According to Winter’s research, in the early days of the ISIS defense only one in ten attackers was identified, and even less often eulogized, which is traditionally a key component to the ISIS media operation. That ratio recently shifted to about three out of every five attackers receiving a full eulogy and attention.
One thing that’s clear, Winter said: ISIS is relying heavily on local Iraqi and Syrian fighters in the claimed suicide attacks, a shift for the group which has used foreign volunteers more often than locals, in part because of a lack of military experience, or in many cases, local language skills in Arabic or Kurdish, that make the foreign volunteers a liability in conventional fighting.
“As they returned to announcing the attacks after the initial phase, what we have seen is what appears to be a heavy use of localized kunyas [Arabic nicknames that often include a geographic description of where the person is from], so we saw more Anbari [from Iraq’s Anbar province], Halabi’s [from the Syrian city of Aleppo] and the like, driving home that the locals are doing the attacks.”
This, Winter explained, is likely because the group has taken great lengths to argue that it’s defending its caliphate using people from the area under attack by “outsiders,” so “it added credibility and legitimacy to the argument that it is protecting its own territory.”

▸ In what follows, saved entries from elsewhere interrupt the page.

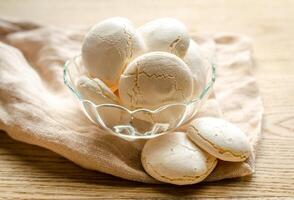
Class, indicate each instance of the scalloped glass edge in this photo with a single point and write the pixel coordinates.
(69, 83)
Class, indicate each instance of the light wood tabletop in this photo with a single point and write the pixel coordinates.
(30, 172)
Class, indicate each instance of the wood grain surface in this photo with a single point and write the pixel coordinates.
(29, 172)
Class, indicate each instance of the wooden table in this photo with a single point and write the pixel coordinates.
(29, 172)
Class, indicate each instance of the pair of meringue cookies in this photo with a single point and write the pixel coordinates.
(188, 157)
(154, 65)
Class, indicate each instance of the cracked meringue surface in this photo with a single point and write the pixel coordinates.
(173, 158)
(155, 79)
(166, 34)
(108, 47)
(220, 138)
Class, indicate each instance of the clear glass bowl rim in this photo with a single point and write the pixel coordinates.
(68, 82)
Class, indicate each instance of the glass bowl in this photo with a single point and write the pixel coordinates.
(139, 123)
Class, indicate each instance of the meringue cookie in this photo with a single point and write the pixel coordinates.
(155, 79)
(108, 47)
(173, 158)
(220, 138)
(195, 61)
(166, 34)
(97, 92)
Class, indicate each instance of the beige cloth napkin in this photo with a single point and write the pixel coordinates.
(36, 107)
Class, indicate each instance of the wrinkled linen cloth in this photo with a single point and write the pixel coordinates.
(37, 108)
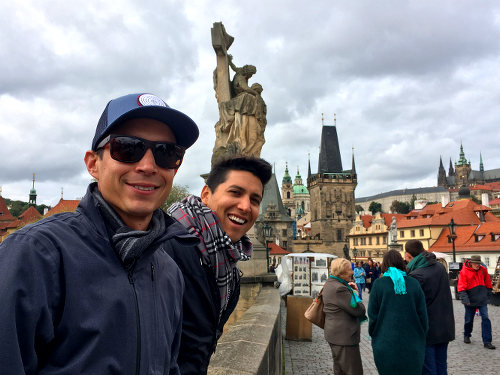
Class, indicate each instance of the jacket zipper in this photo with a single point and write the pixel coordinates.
(138, 323)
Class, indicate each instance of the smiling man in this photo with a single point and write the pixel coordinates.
(220, 218)
(93, 291)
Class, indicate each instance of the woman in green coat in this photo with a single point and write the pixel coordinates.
(398, 319)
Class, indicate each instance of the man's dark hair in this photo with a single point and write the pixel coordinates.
(392, 259)
(414, 247)
(256, 166)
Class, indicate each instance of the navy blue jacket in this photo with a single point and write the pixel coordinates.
(201, 327)
(68, 306)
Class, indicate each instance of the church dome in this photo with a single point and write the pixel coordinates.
(464, 192)
(300, 189)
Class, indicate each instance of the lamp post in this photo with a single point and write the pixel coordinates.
(267, 230)
(453, 228)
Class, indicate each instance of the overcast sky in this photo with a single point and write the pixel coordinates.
(407, 80)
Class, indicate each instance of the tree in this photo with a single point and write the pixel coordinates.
(400, 207)
(375, 207)
(359, 208)
(177, 193)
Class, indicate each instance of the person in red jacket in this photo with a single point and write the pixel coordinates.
(474, 288)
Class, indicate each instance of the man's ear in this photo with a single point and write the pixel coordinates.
(91, 161)
(205, 195)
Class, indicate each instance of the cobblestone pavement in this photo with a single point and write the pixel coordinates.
(308, 358)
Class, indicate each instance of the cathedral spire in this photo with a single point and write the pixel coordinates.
(309, 165)
(353, 165)
(32, 196)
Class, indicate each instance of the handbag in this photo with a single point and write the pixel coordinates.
(314, 313)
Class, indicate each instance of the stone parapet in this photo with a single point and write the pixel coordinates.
(253, 344)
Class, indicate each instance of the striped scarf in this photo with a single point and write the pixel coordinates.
(216, 248)
(129, 244)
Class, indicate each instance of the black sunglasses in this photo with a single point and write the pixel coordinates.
(129, 149)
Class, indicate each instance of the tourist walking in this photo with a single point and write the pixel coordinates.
(372, 273)
(343, 314)
(359, 278)
(432, 276)
(474, 289)
(398, 319)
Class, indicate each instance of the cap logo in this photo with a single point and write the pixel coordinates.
(148, 99)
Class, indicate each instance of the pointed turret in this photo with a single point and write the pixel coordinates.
(32, 196)
(441, 174)
(286, 178)
(329, 154)
(308, 165)
(353, 165)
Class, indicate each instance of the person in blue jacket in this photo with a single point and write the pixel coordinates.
(94, 291)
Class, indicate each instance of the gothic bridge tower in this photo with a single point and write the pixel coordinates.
(332, 195)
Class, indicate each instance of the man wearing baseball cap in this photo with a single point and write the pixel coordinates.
(474, 288)
(93, 291)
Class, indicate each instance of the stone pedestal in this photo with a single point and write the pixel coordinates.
(257, 265)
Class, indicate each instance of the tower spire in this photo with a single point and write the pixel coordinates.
(32, 196)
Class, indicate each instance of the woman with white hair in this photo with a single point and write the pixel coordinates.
(344, 312)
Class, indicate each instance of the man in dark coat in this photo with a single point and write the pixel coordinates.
(434, 281)
(474, 288)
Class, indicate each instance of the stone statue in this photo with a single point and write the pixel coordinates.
(393, 232)
(242, 111)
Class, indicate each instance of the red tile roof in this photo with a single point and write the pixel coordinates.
(63, 206)
(481, 187)
(495, 201)
(465, 240)
(5, 215)
(463, 212)
(277, 250)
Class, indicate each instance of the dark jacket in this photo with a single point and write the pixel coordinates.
(398, 327)
(201, 327)
(342, 324)
(68, 306)
(372, 273)
(434, 281)
(474, 287)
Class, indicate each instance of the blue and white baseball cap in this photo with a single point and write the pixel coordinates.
(145, 106)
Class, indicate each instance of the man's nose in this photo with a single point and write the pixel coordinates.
(244, 204)
(147, 164)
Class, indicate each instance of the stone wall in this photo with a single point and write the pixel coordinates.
(252, 345)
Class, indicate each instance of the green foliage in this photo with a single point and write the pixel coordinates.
(400, 207)
(358, 208)
(375, 207)
(177, 193)
(16, 208)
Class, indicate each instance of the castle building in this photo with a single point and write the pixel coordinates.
(331, 195)
(296, 198)
(464, 175)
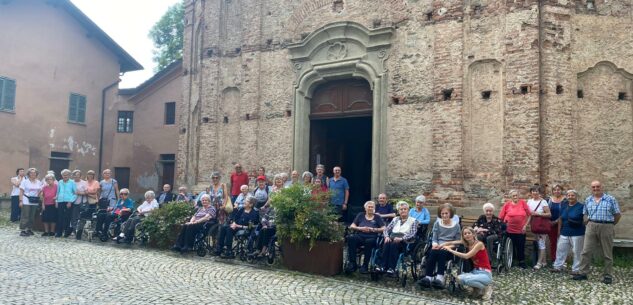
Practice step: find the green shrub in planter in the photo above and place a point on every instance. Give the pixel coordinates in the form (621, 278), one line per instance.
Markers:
(301, 216)
(162, 224)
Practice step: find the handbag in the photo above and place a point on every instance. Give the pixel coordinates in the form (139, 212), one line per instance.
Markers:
(228, 206)
(34, 199)
(540, 225)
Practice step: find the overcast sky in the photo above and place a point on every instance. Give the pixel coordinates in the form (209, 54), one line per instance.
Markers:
(128, 22)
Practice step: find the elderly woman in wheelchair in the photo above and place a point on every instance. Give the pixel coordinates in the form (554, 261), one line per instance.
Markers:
(445, 230)
(128, 227)
(241, 224)
(365, 230)
(480, 278)
(400, 231)
(190, 229)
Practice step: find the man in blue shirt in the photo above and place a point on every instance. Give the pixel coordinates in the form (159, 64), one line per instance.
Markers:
(340, 191)
(602, 213)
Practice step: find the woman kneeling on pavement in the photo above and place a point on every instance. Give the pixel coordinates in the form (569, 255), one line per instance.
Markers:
(481, 276)
(127, 229)
(365, 230)
(400, 231)
(445, 230)
(189, 229)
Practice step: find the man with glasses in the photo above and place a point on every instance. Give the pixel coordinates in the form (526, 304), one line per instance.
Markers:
(601, 213)
(238, 178)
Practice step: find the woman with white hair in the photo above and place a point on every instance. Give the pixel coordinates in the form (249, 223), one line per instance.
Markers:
(30, 192)
(400, 231)
(150, 204)
(488, 228)
(49, 205)
(66, 196)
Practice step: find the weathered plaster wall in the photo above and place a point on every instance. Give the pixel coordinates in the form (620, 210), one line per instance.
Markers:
(50, 56)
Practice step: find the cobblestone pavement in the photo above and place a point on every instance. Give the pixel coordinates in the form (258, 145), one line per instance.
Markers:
(44, 270)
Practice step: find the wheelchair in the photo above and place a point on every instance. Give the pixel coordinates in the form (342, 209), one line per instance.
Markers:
(114, 229)
(138, 235)
(359, 256)
(408, 261)
(204, 241)
(273, 247)
(87, 223)
(503, 252)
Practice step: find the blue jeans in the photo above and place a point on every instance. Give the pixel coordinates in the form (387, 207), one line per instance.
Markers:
(477, 278)
(15, 208)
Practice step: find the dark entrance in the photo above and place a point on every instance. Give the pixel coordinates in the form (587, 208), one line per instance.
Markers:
(341, 134)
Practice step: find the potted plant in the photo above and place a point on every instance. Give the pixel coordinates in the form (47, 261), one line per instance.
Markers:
(311, 236)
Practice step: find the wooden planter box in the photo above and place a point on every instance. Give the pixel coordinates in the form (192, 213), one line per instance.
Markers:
(324, 258)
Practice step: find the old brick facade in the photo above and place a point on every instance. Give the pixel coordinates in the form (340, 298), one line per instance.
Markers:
(471, 98)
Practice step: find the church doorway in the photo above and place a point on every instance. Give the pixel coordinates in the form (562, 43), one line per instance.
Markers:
(341, 135)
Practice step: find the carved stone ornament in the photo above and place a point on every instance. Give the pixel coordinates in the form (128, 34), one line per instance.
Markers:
(336, 51)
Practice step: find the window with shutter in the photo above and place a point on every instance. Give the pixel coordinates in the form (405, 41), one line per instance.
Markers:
(7, 94)
(77, 108)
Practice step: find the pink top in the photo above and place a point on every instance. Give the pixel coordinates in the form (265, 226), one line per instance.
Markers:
(481, 260)
(49, 192)
(515, 215)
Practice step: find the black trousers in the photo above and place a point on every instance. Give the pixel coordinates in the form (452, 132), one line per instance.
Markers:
(390, 253)
(187, 235)
(518, 245)
(354, 241)
(437, 258)
(264, 237)
(15, 208)
(64, 214)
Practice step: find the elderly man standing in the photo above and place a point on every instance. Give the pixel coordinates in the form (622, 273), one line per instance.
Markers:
(238, 178)
(340, 191)
(385, 209)
(602, 213)
(166, 195)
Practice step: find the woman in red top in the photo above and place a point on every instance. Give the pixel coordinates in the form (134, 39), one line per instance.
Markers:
(516, 214)
(49, 205)
(481, 276)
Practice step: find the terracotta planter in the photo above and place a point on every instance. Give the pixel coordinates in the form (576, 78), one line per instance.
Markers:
(324, 258)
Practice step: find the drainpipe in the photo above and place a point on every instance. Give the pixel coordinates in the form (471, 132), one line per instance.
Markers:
(103, 96)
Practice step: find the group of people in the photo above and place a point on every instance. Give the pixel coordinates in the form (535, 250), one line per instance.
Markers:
(566, 225)
(62, 203)
(561, 221)
(251, 211)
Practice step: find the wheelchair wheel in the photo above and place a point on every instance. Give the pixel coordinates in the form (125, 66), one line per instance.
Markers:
(201, 250)
(270, 258)
(403, 279)
(508, 251)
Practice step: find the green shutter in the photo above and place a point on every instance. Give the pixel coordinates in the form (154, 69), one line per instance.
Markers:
(9, 95)
(72, 108)
(81, 109)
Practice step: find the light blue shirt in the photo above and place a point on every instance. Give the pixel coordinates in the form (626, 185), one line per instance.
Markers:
(423, 216)
(66, 191)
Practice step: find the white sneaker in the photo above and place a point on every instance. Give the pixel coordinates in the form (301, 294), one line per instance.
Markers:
(487, 293)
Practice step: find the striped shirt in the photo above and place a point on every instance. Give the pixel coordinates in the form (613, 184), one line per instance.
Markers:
(603, 210)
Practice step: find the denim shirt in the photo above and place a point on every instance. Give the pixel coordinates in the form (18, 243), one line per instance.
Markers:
(66, 191)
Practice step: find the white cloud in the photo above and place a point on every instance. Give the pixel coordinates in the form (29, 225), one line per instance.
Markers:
(128, 22)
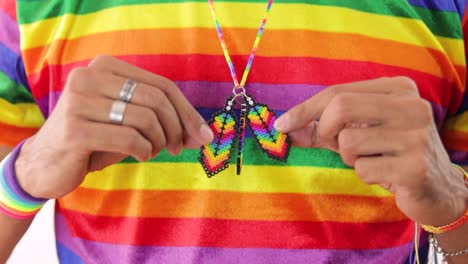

In terms of the data Winter has collected, local — in this case just Iraqi — attackers are conducting more than half the suicide operations, usually VBIED in nature, with the other half scattered among a slew of foreign countries including Syria, Egypt, Kurdistan, Russia, Dagestan, Chechnya, Morocco, Tunisia, France, Uzbekistan, United Arab Emirates, and Ireland.
This strategy has impeded the Iraqi coalition’s advance across the battle-ravaged city.